Aber Inszenierung und Performance-Kunst hin oder her, die Reaktionen der Teilnehmer wirken authentisch verstörend. Sie schreien, zittern und starren katanonisch. Ihre Verletzungen sind echt: ausgerissene Augenbrauen, abrasierte Haare, Blutergüsse, Veilchen, zerrissene Lippen, geschwollene Wangen. Russ McKamey wirkt auch tatsächlich wie jemand, der Spaß daran hat, Menschen zu quälen. Via Google Maps kann man das Gelände von McKamey Manor sehen (12 Stephenson Rd, Summertown, TN 38483, USA) und sogar den berüchtigten Rattenkäfig (berüchtigt, weil McKamey ihn ständig erwähnt). Dazu kommt der Kult, der sich in geschlossenen Facebook-Gruppen um McKamey gebildet hat. Und mittlerweile „leaken“ dubiose Youtube-Kanäle Videos, die „ungekürztes“, also unfragmentiertes Material seiner Touren zeigen (und die aus unerfindlichen Gründen eine ziemlich schlechte Bildqualität haben). Und es gibt mittlerweile Interviews mit verschiedenen Menschen, die McKamey persönlich kennen und sich von ihm entfernt haben (seine Tochter, seine Ex-Freundinnen, mehrere Teilnehmer, frühere Mitarbeiter), und sie alle bezeichnen die Zeit mit ihm als traumatisch und ihn selbst als gefährlichen Manipulator. Diese Interviews finden auf unseriös wirkenden Youtube-Kanälen statt, im Rahmen stundenlanger Live-Streams, und werden nicht von professionellen Journalisten geführt, die sich einer Sache ruhig und vernünftig annähern, sondern von ewig schwadronierenden Hobby-Journalisten, die von klar definierten Grundannahmen ausgehen.
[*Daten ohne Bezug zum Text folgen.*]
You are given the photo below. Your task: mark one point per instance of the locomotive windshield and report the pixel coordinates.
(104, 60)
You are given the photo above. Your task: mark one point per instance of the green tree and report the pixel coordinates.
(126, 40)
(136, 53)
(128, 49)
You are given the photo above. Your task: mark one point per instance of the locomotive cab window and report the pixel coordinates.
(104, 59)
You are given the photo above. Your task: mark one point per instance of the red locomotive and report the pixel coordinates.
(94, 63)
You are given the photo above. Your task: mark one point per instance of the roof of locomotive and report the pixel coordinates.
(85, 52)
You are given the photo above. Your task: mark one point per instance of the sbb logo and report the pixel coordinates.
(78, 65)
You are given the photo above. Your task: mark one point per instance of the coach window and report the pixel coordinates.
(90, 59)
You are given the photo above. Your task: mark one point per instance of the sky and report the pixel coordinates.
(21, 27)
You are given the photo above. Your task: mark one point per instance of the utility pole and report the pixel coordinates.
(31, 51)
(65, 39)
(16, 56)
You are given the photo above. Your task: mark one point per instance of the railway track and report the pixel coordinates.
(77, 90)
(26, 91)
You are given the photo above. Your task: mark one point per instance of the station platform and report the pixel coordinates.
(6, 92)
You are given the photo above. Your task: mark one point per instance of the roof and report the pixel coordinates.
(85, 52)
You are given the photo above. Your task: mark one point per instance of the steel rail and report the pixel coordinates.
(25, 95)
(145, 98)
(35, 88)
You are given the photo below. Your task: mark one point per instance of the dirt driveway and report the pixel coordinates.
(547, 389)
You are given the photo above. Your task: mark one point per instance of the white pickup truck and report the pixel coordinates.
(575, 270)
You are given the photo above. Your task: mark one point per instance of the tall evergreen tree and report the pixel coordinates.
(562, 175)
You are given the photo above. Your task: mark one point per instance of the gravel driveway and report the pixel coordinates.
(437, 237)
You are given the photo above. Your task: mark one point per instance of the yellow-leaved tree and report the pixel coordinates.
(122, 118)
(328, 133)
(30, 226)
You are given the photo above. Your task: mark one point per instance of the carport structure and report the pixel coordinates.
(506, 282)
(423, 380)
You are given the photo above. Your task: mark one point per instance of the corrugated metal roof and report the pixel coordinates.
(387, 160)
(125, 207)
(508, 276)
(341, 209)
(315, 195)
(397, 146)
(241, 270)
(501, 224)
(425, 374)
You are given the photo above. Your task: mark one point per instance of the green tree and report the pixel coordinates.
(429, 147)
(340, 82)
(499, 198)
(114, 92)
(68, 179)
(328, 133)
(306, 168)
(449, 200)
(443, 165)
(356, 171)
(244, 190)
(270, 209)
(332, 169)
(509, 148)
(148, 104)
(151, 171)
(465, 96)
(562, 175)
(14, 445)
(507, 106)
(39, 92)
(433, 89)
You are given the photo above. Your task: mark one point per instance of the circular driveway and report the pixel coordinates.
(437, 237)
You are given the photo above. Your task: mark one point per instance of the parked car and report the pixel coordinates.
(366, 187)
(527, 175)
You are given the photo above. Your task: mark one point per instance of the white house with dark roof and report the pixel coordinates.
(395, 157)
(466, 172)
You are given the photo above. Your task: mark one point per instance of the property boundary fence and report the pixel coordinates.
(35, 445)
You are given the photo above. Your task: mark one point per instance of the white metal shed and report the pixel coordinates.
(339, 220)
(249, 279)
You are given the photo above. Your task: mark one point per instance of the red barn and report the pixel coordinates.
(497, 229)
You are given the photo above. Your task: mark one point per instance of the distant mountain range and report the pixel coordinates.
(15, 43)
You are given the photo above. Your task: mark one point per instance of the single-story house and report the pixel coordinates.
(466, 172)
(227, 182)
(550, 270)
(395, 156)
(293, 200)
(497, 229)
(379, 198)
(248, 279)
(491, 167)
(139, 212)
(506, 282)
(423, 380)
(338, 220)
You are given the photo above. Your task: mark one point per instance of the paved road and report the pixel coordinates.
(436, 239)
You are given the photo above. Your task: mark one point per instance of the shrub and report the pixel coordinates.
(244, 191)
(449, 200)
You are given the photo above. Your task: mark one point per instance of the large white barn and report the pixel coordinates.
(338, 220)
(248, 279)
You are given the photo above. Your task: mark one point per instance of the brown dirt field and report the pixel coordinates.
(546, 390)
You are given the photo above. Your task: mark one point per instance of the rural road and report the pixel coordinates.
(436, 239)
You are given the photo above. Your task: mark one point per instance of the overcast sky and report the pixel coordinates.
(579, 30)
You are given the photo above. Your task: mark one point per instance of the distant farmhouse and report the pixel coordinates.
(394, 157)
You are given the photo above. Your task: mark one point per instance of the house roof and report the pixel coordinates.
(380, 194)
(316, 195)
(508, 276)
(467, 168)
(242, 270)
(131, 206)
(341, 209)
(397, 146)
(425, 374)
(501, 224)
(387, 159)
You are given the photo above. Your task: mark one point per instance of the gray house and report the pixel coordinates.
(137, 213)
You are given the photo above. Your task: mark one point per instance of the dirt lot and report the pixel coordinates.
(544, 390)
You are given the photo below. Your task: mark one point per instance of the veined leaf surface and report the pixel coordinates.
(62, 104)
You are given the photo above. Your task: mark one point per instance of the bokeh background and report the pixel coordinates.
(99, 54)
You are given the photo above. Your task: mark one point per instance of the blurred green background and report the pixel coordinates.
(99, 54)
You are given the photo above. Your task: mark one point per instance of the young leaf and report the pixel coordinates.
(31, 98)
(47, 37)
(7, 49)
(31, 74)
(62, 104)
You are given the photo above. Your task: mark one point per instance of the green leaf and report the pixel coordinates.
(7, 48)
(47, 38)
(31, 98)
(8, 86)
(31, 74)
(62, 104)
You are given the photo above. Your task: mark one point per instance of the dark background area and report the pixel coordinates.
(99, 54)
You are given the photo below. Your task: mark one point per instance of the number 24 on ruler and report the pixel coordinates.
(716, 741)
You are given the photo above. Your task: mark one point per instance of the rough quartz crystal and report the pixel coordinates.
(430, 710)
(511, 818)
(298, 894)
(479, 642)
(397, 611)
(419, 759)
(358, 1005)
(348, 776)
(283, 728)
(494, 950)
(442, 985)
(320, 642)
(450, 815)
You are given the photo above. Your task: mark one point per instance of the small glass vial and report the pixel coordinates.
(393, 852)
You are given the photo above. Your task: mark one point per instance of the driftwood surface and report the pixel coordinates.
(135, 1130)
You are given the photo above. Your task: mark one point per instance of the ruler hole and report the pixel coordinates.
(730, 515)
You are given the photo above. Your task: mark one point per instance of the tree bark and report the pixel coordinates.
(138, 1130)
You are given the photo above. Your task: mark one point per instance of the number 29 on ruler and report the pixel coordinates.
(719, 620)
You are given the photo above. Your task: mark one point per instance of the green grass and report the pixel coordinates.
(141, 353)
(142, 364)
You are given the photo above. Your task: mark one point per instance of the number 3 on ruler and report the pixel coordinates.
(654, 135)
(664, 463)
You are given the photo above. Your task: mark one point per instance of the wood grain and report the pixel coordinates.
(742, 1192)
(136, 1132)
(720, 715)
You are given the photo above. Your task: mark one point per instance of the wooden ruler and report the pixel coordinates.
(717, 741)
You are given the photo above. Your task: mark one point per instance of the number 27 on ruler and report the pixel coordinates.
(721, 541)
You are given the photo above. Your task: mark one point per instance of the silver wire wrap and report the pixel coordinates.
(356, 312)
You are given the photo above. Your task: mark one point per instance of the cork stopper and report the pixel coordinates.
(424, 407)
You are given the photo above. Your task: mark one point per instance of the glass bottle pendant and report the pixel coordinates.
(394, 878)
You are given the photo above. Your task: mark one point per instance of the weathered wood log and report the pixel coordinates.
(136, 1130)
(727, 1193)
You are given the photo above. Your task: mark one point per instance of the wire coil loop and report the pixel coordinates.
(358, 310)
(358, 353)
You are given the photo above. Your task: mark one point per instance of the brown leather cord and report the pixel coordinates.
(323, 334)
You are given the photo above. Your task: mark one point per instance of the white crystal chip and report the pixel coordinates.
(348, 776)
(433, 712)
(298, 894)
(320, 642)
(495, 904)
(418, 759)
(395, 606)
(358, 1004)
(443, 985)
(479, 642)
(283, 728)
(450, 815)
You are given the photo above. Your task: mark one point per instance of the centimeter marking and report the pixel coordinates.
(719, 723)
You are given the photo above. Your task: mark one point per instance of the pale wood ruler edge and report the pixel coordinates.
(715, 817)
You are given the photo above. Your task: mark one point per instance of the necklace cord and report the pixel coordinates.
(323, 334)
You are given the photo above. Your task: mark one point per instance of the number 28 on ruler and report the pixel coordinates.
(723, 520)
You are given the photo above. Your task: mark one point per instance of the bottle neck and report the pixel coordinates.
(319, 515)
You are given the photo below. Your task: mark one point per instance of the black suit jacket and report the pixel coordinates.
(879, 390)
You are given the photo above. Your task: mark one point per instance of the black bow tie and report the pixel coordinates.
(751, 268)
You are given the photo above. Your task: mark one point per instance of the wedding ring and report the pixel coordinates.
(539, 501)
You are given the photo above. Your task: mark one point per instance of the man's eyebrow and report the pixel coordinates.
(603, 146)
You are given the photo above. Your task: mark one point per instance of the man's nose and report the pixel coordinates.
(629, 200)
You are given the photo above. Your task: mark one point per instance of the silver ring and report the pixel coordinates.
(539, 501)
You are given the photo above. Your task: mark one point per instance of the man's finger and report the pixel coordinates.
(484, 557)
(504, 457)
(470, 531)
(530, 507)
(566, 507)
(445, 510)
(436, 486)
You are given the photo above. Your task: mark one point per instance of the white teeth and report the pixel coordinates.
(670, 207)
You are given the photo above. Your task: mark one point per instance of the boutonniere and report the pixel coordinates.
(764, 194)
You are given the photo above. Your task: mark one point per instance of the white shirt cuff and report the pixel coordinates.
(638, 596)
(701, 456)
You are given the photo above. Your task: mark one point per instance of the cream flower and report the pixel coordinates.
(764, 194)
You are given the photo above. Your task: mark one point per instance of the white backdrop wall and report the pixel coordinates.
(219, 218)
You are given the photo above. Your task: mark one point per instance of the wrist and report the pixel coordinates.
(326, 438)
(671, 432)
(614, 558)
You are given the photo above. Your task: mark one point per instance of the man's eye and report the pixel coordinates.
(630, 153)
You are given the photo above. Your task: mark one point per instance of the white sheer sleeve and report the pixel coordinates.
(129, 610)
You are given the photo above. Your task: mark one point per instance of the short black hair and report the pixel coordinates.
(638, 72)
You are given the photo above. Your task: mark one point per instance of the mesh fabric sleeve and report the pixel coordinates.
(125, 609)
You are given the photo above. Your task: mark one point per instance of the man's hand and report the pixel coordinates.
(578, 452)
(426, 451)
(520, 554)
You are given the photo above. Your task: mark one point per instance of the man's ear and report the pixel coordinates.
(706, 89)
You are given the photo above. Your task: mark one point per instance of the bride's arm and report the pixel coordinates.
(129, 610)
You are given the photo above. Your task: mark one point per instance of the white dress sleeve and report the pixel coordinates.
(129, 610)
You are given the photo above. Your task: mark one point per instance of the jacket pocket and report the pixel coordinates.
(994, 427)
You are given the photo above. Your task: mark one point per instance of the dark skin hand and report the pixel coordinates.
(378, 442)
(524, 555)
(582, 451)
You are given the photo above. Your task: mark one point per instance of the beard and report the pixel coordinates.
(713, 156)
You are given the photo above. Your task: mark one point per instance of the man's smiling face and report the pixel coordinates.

Wirklich gute journalistische Auseinandersetzung mit McKamey Manor ist selten. Es gibt zwar einige Artikel, aber die sind oft reißerisch und moralisierend oder stellen das Thema unterkomplex dar.

Für mich ist McKamey Manor eine Art von Performance-Kunst, die durch die Rezeption im Internet eine unvorhersehbare Dynamik erhalten hat. Mich interessiert dabei nicht, ob das Gezeigte echt oder Russ McKamey böse ist. Mich interessiert, was McKamey Manor über die Macht oder die Funktion der Bilder sagt. Ich denke, dass man Filme wie The Slaughter (1976) oder Faces of Death (1978) als Antworten sehen kann auf die immer explizitere Darstellung von echter Gewalt im Fernsehen und vor allem in den Fernseh-Nachrichten. In den Siebzigern war es vor allem Filmmaterial aus dem Vietnamkrieg, das zum ersten Mal Aufnahmen echter Gewalt in die Wohnzimmer der Amerikaner brachte (vielleicht waren das die ersten Snuff-Filme). Ähnlich lassen sich Filme wie August Underground (2001), die Extreme Haunts oder eine Kuriosität wie McKamey Manor als Antworten auf den War on Terror sehen, als Versuch, durch fiktionale Gewalt die durch 9/11 sichtbar gewordenen Komplexitäten der Welt in ein simples Konzept (zum Beispiel Gut/Böse) einzufassen.